Question

I've been working on reading through some different arm assembly code generated by gcc, and I came across something that I haven't been able to find in the spec.

movw    r0, #39784
movt    r0, 1

Obviously the first one is moving the value 39784 into the bottom 16bits or r0, but the movt's operand of '1' is odd because it doesnt have the hash before it, and I was under the impression that immediate values required the hash. Is it somehow optional in certain situations? or am I missing something magical?

Was it helpful?

Solution

The GNU assembler does not require an octothorpe before an immediate operand for ARM assembly code. Your impression is incorrect.

OTHER TIPS

GNU gas behavior for ARMv7 depends on .syntax

The docs say https://sourceware.org/binutils/docs-2.26/as/ARM_002dInstruction_002dSet.html#ARM_002dInstruction_002dSet :

Two slightly different syntaxes are support for ARM and THUMB instructions. The default, divided, uses the old style where ARM and THUMB instructions had their own, separate syntaxes. The new, unified syntax, which can be selected via the .syntax directive, and has the following main features:

  • Immediate operands do not require a # prefix.

and https://sourceware.org/binutils/docs-2.26/as/ARM_002dChars.html#ARM_002dChars says:

Either '#' or '$' can be used to indicate immediate operands.

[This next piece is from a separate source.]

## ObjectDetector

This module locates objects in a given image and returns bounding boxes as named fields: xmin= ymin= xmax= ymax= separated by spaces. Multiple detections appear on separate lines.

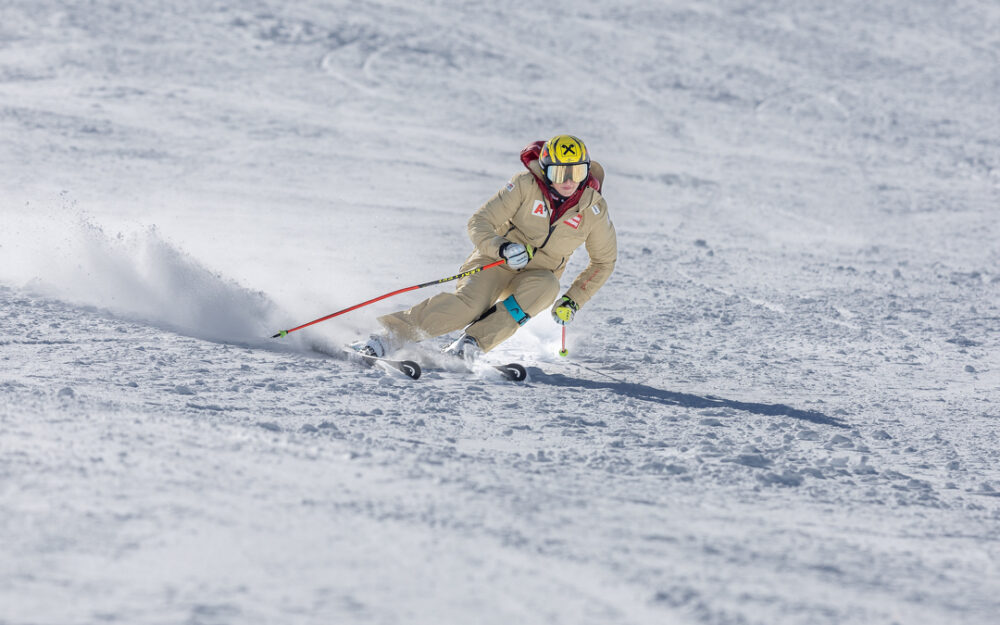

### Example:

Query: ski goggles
xmin=545 ymin=163 xmax=590 ymax=184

For ARMv8 # is always optional

https://sourceware.org/binutils/docs-2.26/as/AArch64_002dChars.html#AArch64_002dChars documents:

The '#' can be optionally used to indicate immediate operands.

Test

Ubuntu 16.04, Binutils 2.26.1.

v7.S:

   /* These fail */
   mov r0, 1
   mov r0, 0x1

   /* These work */
   mov r0, #1
   mov r0, #0x1
   mov r0, $1
   mov r0, $0x1
.syntax unified
   mov r0, 1
   mov r0, #1
   mov r0, 0x1
   mov r0, #0x1
   mov r0, $1
   mov r0, $0x1

v8.S:

   mov x0, 1
   mov x0, #1
   mov x0, 0x1
   mov x0, #0x1

Assemble:

arm-linux-gnueabi-as v7.S
aarch64-linux-gnu-as v8.S

Outcome: v8 suceeds, v7 fails on the divided lines without #:

v7.S:1: Error: immediate expression requires a # prefix -- `mov r0,1'
v7.S:2: Error: immediate expression requires a # prefix -- `mov r0,0x1'

TODO

Hmmm, but there are some v7 instructions for which # is actually optional, e.g. there are no errors for movw and movt:

   movw r0, 1
   movt r0, 0x1

but there are errors for:

   movw r0, $1
   movt r0, $0x1

ARM reference manual

The ARMv8-fb manual has assembly/disassembly recommentations/requirements in itself, at C1.2 "Structure of the A64 assembler language":

The A64 assembly language does not require the # character to introduce constant immediate operands, but an assembler must allow immediate values introduced with or without the # character. Arm recommends that an A64 disassembler outputs a # before an immediate operand.

Personal recommendation

Use .syntax unified in your v7 code, and never use # on any literal on either v7 or v8.

Unified syntax is newer and better, and those # and $ signs are just more code noise.